Tennessee-style austerity would help Washington, D.C.

photo The U.S. Capitol building in Washington.

What should a household do when its income sharply declines, for whatever reason?

The wise course of action is to reduce spending on luxuries and other discretionary purchases -- from new cars to vacations to fancy electronic gizmos. The focus should instead be on ensuring as much as possible that there is enough money for necessities.

That should also be the focus of a responsible government when its revenue drops, and that is a principle we have fortunately seen displayed here in Tennessee.

You may have read recently that since the early days of the recession, the size of the full-time workforce for state government in Tennessee has dropped by about 9 percent.

Why? Did Tennessee governors and lawmakers just have a strange urge to lay off government employees?

Of course not. We have no doubt that the job cuts were painful -- primarily to those who were laid off but also to those who had to make the layoff decisions.

Nevertheless, Tennessee and Tennesseans believe in balancing our state budgets and in living within our means. That necessitated reductions in the size of state government.

In consequence, the number of full-time Tennessee government employees dropped from more than 47,000 in the 2007-2008 budget to fewer than 43,000 in the 2012 budget that took effect July 1, the Times Free Press reported recently. (Those numbers exclude Department of Transportation and higher education employees.)

Have those cuts been easy? Certainly not.

As Robert O'Connell, the executive director of the Tennessee State Employees Association, noted: "Having fewer state employees is rough. Fewer employees mean fewer services."

But when the money just isn't there to sustain the same level of services, the state has a duty to tighten its belt.

That is a lesson that has been almost completely lost, however, on the federal government. The size of the federal workforce has not been shrinking but growing -- fast -- since late 2007.

The Bureau of Labor Statistics pointed out recently that the federal workforce has grown by a stunning 12 percent since December 2007 -- while total U.S. payroll employment has fallen by roughly 5 percent over the same period of time.

We cannot see how that has benefited our weak economy. Rather, it has saddled taxpayers with the burden to pay for the generous compensation packages of hundreds of thousands more federal workers.

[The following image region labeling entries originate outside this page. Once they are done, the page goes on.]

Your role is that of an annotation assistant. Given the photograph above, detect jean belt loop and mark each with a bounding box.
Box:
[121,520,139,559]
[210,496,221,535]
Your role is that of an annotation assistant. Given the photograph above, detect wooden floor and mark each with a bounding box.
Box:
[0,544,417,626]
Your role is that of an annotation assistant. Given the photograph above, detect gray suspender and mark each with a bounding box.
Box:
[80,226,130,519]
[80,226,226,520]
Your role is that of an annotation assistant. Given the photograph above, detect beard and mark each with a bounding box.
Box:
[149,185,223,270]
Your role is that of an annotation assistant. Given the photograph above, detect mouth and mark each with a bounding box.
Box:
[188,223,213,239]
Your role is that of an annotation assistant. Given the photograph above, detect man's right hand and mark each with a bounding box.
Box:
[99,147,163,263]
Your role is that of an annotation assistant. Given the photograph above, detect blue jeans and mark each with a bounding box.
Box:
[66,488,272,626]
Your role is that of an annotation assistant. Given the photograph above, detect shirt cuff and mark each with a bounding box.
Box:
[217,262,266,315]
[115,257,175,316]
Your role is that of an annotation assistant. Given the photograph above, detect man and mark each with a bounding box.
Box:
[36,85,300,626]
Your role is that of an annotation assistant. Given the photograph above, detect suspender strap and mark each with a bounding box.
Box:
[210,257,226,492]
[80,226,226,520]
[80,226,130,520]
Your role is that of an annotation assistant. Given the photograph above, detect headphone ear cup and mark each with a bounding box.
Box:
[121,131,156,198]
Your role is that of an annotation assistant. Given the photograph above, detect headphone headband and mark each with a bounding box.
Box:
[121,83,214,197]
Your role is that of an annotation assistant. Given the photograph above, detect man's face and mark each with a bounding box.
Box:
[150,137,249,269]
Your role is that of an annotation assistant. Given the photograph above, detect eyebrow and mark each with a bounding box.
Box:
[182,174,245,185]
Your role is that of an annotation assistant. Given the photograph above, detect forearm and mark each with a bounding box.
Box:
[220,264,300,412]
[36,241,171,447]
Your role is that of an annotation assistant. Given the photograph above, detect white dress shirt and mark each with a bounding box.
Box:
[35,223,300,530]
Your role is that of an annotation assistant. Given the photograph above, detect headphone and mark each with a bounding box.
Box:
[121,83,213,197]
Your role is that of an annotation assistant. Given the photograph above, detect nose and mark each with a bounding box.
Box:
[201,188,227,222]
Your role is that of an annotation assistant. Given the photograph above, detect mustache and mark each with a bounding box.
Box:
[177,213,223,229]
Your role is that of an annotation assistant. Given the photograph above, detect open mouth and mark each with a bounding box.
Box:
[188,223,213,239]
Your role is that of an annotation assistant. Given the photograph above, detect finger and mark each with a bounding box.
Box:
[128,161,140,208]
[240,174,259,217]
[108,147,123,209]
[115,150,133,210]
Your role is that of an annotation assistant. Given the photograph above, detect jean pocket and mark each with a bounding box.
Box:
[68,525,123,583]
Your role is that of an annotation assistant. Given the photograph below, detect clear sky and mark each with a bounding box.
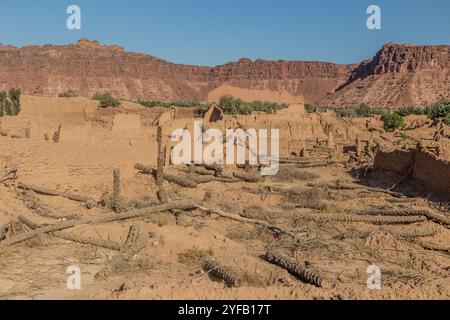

That is alarming because the government does not actually create wealth. Money for government salaries must be removed from the private sector, where it might otherwise create productive employment, or it must be borrowed.

So the growth of government worsens the economic circumstances that are already creating so much hardship for so many Americans.

If Washington had exercised early on in the recession the sound -- though admittedly difficult -- financial principles that we see in Tennessee, we might be witnessing some real, nationwide economic progress by now.

As it is, we are sadly witnessing bigger government, with no end in sight.